WASHINGTON: Les Etats-Unis ont annoncé vendredi offrir une récompense de 10 millions de dollars en vue d'informations sur le sort des dirigeants iraniens, y compris le nouveau guide suprême, mais visant en particulier les Gardiens de la Révolution, l'armée idéologique de la République islamique d'Iran.

L'appel vise aussi bien Mojtaba Khamenei, le nouveau guide suprême, que le chef de la sécurité Ali Larijani, selon un avis diffusé par le département d'Etat américain.

Le ministre iranien de l'Intérieur, Eskandar Momeni, et le ministre du Renseignement et de la Sécurité, Esmaïl Khatib, figurent également parmi les dix personnes inscrites sur la liste du département d'Etat.

"Ces personnes commandent et dirigent divers éléments du Corps des gardiens de la révolution islamique iranien, qui planifie, organise et mène des actes terroristes à travers le monde", a déclaré le département d'Etat.

Il exhorte les informateurs éventuels à envoyer des informations via Signal notamment: "Vos informations pourraient vous permettre de bénéficier d'une réinstallation et d'une récompense".

Le dirigeant iranien Ali Khamenei, qui dirigeait l'Iran depuis 1989, a été tué dans une frappe le 28 février au début de la guerre.

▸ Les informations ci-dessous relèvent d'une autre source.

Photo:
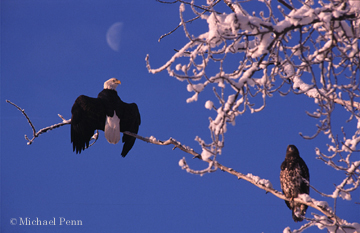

Il a été remplacé par son fils Mojtaba mais les spéculations sur son état de santé perdurent, après les annonces par la télévision d'Etat et certains responsables qu'il avait été blessé dans les frappes.

Il a fait diffuser un message jeudi sans contenu vidéo ni audio.

Les Etats-Unis et Israël ont indiqué avoir tué nombre de responsables des Gardiens de la Révolution depuis le début des opérations militaires le 28 février.